BRCA2 mutations associated with oesophageal squamous cell carcinoma risk in Chinese
Researchers from Hong Kong, Zhengzhou and Shanghai applied next-generation sequencing to a large sample of Chinese OSCC patients (n=2,459), aiming to identify cancer predisposition gene(s) for OSCC susceptibility. The study comprehensively sequenced BRCA2 and is the first to report the association between germline BRCA2 loss-of-function (LOF) mutations and OSCC risk in Chinese. [Int J Cancer 2019, doi: 10.1002/ijc.32619]
In the study, BRCA2 LOF mutations were detected in 3.23 percent (1:31) of 186 familial OSCC cases in Henan, China, during the discovery phase, and in 0.8 percent (1:125) and 1.16 percent (1:86) of the larger OSCC population in the high-risk Henan and moderate-risk Hong Kong validation cohorts.
Oesophageal cancer (OC) is prevalent worldwide with 456,000 new cases annually, approximately half of which occur in China. [Int J Cancer 2015;136:E359-E386] In Hong Kong and mainland China, the major histological OC subtype is squamous cell carcinoma (SCC), which is associated with a 90 percent mortality rate, while adenocarcinoma is more common in Western countries. [Cancer Discov 2012;2:899-905]
“OC exhibits striking geographical variations, with a more than 21-fold difference between high-risk and low-risk regions,” wrote the researchers. The high-risk region of Northern China has an incidence of >100/100,000 compared with <10/100,000 in countries such as Finland and Switzerland. [Eur J Cancer Prev 2017;26:107-118]
“Our study is the first to utilize a genetically-enriched cohort of patients with familial OSCC from the high OC risk province of Henan, located near the Tai-Hang Mountain region in Northern China, to identify high penetrance of OSCC predisposition genes using a comprehensive unbiased exome sequencing strategy,” the investigators explained.
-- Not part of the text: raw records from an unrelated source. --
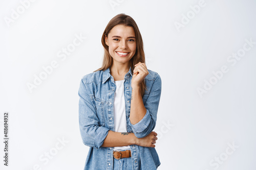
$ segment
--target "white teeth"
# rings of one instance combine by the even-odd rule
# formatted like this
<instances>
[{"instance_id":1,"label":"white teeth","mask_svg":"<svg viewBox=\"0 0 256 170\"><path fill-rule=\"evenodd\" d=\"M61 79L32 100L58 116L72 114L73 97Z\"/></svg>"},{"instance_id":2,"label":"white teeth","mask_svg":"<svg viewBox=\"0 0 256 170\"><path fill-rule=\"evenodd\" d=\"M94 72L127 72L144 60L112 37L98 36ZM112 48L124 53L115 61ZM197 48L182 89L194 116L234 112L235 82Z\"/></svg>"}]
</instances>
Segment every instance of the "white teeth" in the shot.
<instances>
[{"instance_id":1,"label":"white teeth","mask_svg":"<svg viewBox=\"0 0 256 170\"><path fill-rule=\"evenodd\" d=\"M120 52L117 52L117 54L121 55L126 55L128 54L128 53L120 53Z\"/></svg>"}]
</instances>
Between 2001 and 2014, OSCC samples were collected from high OC risk Linxian and Anyang counties of Henan province from the Linzhou Centre Hospital and Yaocun Oesophageal Cancer Hospital, and were confirmed by histopathology. Blood samples of OSCC cases from a moderate OC risk population were collected from Queen Mary Hospital in Hong Kong and used for validation.
“With a combined Henan and Hong Kong sample size of 4,517 Chinese individuals, this study comprehensively sequenced 598 genes and is the first to report the significantly higher prevalence of BRCA2 LOF mutations in Chinese OSCC patients compared with controls [odds ratio, 9.71; p=6.80x10-5],” reported the investigators.
Although BRCA2 is of great relevance to familial OSCC in Henan, a substantial fraction of familial clustering and high incidence of OSCC cases remained unexplained. “The missing heredity component may be located at non-coding regulatory regions or other susceptibility loci may act in a gene-environmental interaction or gene-lifestyle dependent manner,” suggested the researchers. “Synergistic interaction between alcohol consumption, smoking and two functional variants in [alcohol dehydrogenase] ALDH2 and ADH1B polymorphisms increase OSCC risk.” A previous Japanese genome-wide association study suggested that alcohol/acetaldehyde metabolism plays an important aetiologic role in OSCC pathogenesis in moderate-risk regions. [Gastroenterology 2009;137:1768-1775]
“Our data has an important potential implication on therapeutic options … PARP1 inhibitors may warrant further consideration for OSCC patients with BRCA2 deficiency,” concluded the researchers.